In response to the urgent need to reduce the number of new HIV infections globally, World Health Organisation (WHO) and the United Nations AIDS secretariat convened an international expert consultation in March last year to determine whether male circumcision should be recommended for the prevention of HIV infection.
The UN agencies emphasise that male circumcision does not provide complete protection against HIV infection.
It should never replace other known effective prevention methods and should always be considered as part of a comprehensive prevention package, which includes correct and consistent use of male or female condoms, reduction in the number of sexual partners, delaying the onset of sexual relations, and HIV testing and counseling.
WHO director of the AIDS department, Dr Kevin de Cock said, "This is an extraordinary development. Circumcision is the most potent intervention in HIV prevention that has been described."
"The recommendations represent a significant step forward in HIV prevention. However, it will be a number of years before we can expect to see an impact on the epidemic from such investment," said Dr de Cock.

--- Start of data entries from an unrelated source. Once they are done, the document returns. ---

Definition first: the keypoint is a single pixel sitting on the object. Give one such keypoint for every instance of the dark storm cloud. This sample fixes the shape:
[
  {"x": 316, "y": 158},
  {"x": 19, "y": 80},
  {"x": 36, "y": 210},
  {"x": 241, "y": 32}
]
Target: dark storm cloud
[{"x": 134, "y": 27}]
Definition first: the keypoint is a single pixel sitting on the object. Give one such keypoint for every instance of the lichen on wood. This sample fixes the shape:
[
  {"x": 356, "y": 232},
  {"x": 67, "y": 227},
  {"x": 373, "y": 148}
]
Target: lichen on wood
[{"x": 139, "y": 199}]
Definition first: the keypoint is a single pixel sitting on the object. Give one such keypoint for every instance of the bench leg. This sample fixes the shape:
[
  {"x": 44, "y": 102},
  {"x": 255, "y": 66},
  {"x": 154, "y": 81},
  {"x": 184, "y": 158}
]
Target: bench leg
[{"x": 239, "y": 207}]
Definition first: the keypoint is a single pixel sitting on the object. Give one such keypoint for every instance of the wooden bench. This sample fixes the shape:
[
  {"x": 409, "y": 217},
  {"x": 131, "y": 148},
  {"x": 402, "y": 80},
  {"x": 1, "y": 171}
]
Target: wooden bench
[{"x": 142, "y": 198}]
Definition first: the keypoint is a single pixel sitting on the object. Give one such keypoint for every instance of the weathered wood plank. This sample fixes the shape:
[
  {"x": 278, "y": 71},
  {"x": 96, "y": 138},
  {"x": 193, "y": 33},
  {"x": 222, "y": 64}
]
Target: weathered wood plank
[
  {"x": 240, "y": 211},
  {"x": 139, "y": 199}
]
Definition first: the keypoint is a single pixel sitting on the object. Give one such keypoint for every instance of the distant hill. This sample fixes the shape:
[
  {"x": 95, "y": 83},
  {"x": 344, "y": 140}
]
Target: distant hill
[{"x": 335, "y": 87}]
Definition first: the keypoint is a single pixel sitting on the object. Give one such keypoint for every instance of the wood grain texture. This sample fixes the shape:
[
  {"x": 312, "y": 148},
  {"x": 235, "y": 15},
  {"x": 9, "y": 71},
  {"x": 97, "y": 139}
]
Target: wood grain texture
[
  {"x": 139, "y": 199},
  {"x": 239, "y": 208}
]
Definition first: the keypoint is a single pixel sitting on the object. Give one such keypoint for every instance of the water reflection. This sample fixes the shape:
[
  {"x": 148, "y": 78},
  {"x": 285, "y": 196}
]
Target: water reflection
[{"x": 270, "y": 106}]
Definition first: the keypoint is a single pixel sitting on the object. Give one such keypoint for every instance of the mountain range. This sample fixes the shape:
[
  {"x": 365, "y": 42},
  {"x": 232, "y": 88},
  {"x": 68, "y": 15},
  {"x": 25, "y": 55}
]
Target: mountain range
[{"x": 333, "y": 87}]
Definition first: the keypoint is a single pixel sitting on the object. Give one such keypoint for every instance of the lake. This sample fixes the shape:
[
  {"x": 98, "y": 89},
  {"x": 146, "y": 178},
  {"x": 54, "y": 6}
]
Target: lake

Dr de Cock said countries with high rates of heterosexual HIV infection and low rates of male circumcision now have an additional intervention which can reduce the risk of HIV infection in heterosexual men.
He says scaling up male circumcision in such countries will result in immediate benefit to individuals.
Circumcision has long been suspected of reducing men’s susceptibility to HIV infection because the cells in the foreskin of the penis are especially vulnerable to the virus.
There is now strong evidence from three randomised controlled trials undertaken in Kisumu, Kenya; Rakai District, Uganda (funded by the US National Institutes of Health); and Orange Farm, South Africa (funded by the French National Agency for Research on AIDS) that male circumcision reduces the risk of heterosexually acquired HIV infection in men by approximately 60 per cent.
This evidence supports the findings of numerous observational studies that have also suggested that the geographical correlation long described between lower HIV prevalence and high rates of male circumcision in some countries in Africa, and more recently elsewhere, is, at least in part, a causal association.